Il y a les passionnés, les épuisés et ceux qui sont à la recherche d’un second souffle. Début avril, le « Quotidien » a sondé une soixantaine de ses lecteurs. Des généralistes, des urgentistes ou des obstétriciens qui aspirent à changer de spécialité, après plusieurs années d’exercice. Dans ce panel, la dermatologie et la médecine du travail étaient les disciplines le plus souvent envisagées.
Souvent, les confrères évoquent un intérêt pour la nouvelle spécialité nourrie par des années de pratique, comme ce généraliste qui envisage la dermatologie car il « pratique déjà beaucoup les excisions de lésions », ou cet autre qui, après avoir réalisé un DIU en gynécologie « ne réalise que des consultations de gynécologie ». « Changer de spécialité pourrait notamment m’offrir la possibilité de participer à des formations qui sont non ouvertes aux généralistes et prendre en charge de façon plus complète les patientes », témoigne-t-il.
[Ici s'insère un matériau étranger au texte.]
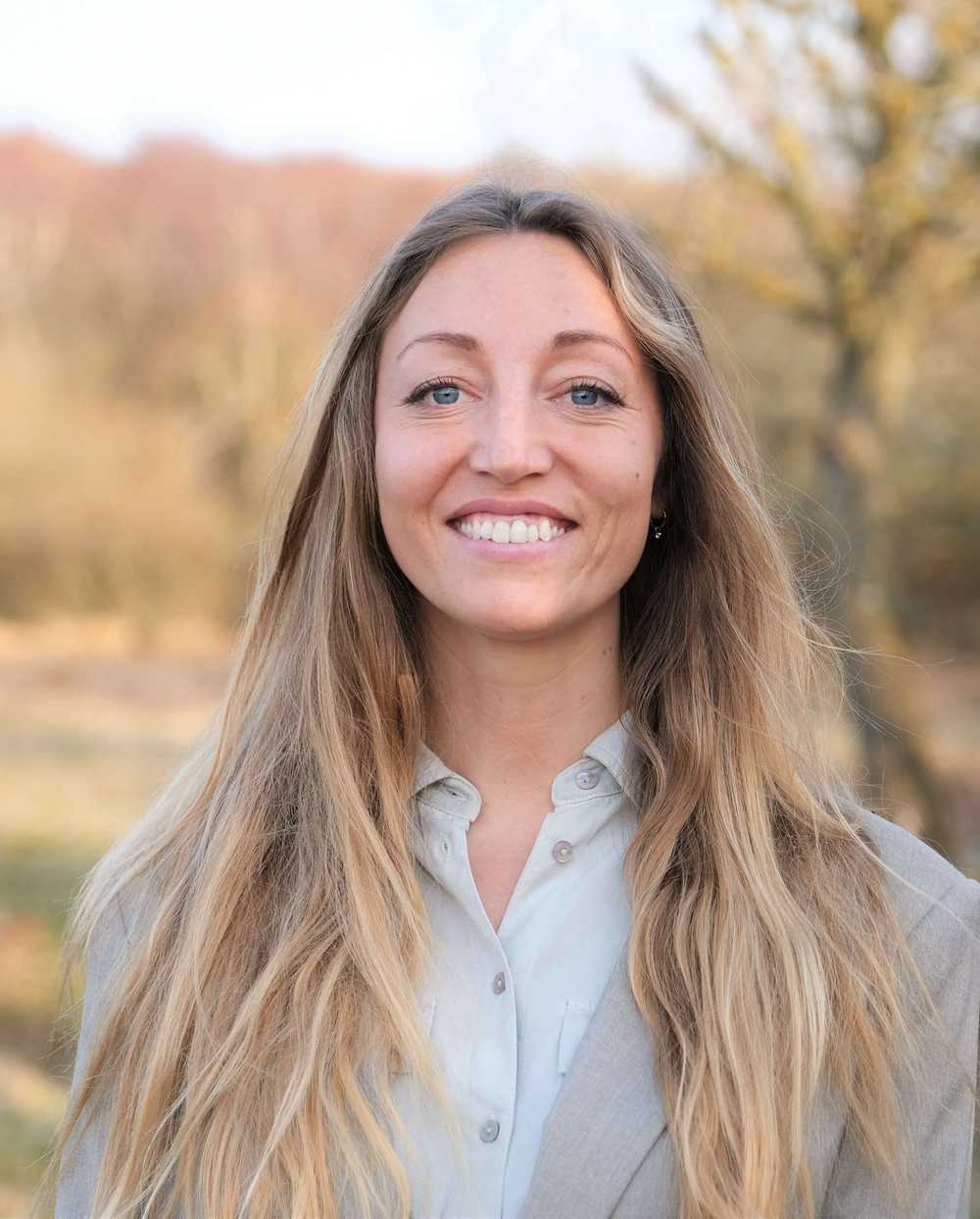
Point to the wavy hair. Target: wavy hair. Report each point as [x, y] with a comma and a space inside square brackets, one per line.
[254, 1027]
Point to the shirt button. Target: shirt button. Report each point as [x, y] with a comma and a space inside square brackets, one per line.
[563, 851]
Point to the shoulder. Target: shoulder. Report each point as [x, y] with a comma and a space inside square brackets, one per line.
[924, 887]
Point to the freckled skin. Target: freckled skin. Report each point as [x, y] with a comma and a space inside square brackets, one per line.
[515, 429]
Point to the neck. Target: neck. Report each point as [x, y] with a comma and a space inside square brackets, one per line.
[513, 713]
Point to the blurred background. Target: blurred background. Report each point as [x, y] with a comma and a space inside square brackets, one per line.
[188, 198]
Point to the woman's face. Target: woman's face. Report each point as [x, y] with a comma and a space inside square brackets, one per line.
[500, 322]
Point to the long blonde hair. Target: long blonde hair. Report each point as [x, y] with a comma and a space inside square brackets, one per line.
[248, 1041]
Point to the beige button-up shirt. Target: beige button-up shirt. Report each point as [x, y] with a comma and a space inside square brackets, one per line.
[508, 1008]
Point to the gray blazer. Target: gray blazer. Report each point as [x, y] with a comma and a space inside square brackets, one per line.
[606, 1152]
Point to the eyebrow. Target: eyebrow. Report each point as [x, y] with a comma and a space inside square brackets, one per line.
[561, 340]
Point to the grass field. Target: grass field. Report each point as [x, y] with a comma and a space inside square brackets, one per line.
[90, 723]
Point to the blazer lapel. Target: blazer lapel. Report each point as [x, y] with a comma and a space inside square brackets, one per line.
[608, 1114]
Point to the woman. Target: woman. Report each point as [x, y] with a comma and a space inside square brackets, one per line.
[513, 878]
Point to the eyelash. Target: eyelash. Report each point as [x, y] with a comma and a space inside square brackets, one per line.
[612, 399]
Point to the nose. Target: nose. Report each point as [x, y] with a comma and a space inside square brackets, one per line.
[510, 438]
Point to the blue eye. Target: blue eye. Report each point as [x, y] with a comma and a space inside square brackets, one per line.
[435, 386]
[596, 391]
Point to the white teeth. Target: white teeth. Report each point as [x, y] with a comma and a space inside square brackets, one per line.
[515, 532]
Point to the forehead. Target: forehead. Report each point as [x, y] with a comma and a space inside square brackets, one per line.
[509, 280]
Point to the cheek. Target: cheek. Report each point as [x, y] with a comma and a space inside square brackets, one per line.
[399, 469]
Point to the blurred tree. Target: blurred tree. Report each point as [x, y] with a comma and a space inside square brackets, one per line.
[860, 122]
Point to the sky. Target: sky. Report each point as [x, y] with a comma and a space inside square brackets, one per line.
[438, 84]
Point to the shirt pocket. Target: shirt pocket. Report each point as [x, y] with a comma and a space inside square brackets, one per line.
[574, 1023]
[426, 1015]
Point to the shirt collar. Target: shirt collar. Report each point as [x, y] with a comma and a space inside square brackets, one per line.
[613, 748]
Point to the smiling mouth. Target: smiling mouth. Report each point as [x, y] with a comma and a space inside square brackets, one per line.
[514, 532]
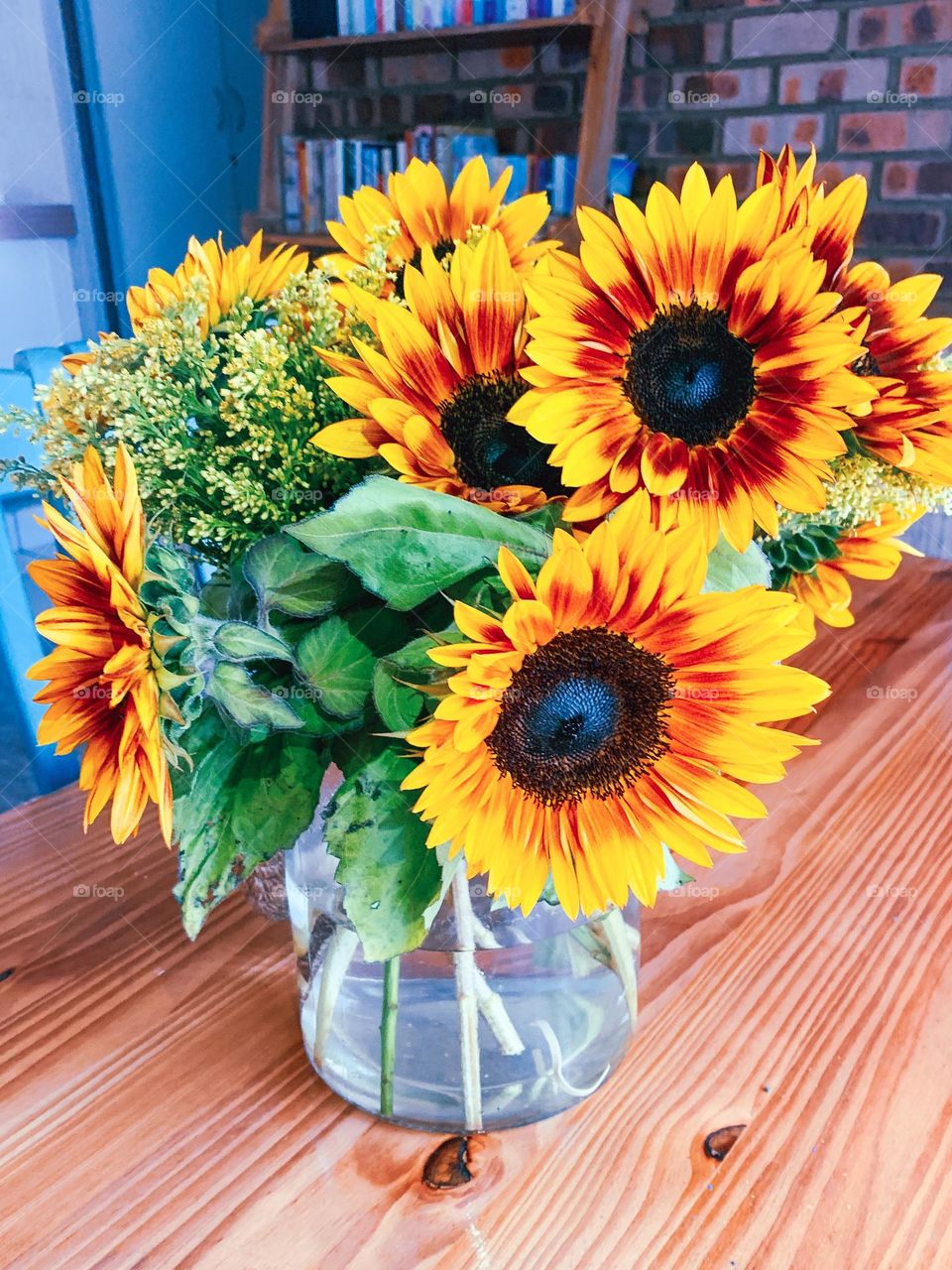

Grand écart plus important, un obstétricien raconte comment son exercice l'a poussé vers la psychiatrie. « J'écoute beaucoup mes patientes, qui se mettent à me parler et me faire part de leurs difficultés, leurs angoisses, leurs inquiétudes », raconte-t-il.
Une poignée de praticiens confesse plutôt une ambition ancienne, manquée à cause d’un classement insuffisant au concours de l'internat. « J’aime la cytologie et l’histologie depuis la première année de médecine, je me suis beaucoup intéressé à l’anapath des cancers gynécologiques en tant que chirurgien gynécologue », se souvient l’un d’entre eux.
Des envies de changer qui se sont généralement heurtés jusqu'à présent à la réglementation. Comme pour ce médecin biologiste qui rêve de devenir chirurgien orthopédiste depuis le début de son internat - jusqu'à reprendre des stages au bloc il y a quatre ans - mais qui a vu son rêve douché en une seconde par l’arrêté d'ouverture de postes. À la rentrée prochaine, aucune place en chirurgie orthopédique ne sera ouverte au titre de second DES.
« Après déjà cinq ans d'internat dans une spécialité qui ne me plaît pas, je devrais encore faire trois ans, et n'avoir aucune certitude que des postes seront ouverts », déplore aussi un médecin du travail qui souhaite depuis 2017 se réorienter en santé publique. « Il n'existe plus de Desc, de mise à niveau en médecine générale. Cette situation est terrible et je suis sans solution », regrette-t-il.
Lassitude
Au gré des témoignages, beaucoup évoquent surtout la « lassitude de la spécialité exercée » et l’envie de « donner un second souffle » à leur activité, à l’instar de cette médecin du travail qui rêve de dermatologie et regrette que sa discipline ne « corresponde plus au métier premier pour lequel je m'étais engagée il y a 20 ans », décrivant un exercice « trop bureaucratique, plus assez technique et trop conflictuel ».
Face à des « conditions de travail de plus en plus pénibles », au « ras-le-bol de la Cpam » et aux « contraintes de l’exercice », les généralistes sont particulièrement nombreux - la moitié du panel - à envisager une reconversion, par exemple en dermatologie, cardiologie, endocrinologie ou allergologie. Les urgentistes, eux aussi, imaginent un changement de carrière pour « mieux vivre », résume l’un d’entre eux, un aspirant gériatre, qui souhaite aboutir à « une réduction du temps de travail, l’arrêt des gardes et des astreintes ». « Je suis usé », raconte un autre urgentiste potentiel candidat à un poste de biologiste.
Enfin, plus terre à terre, deux praticiens évoquent sobrement « l’argent » comme motivation pour changer de spécialité, l’un généraliste aspirant biologiste, l’autre hépatogastroentérologue qui rêve de devenir médecin nucléaire.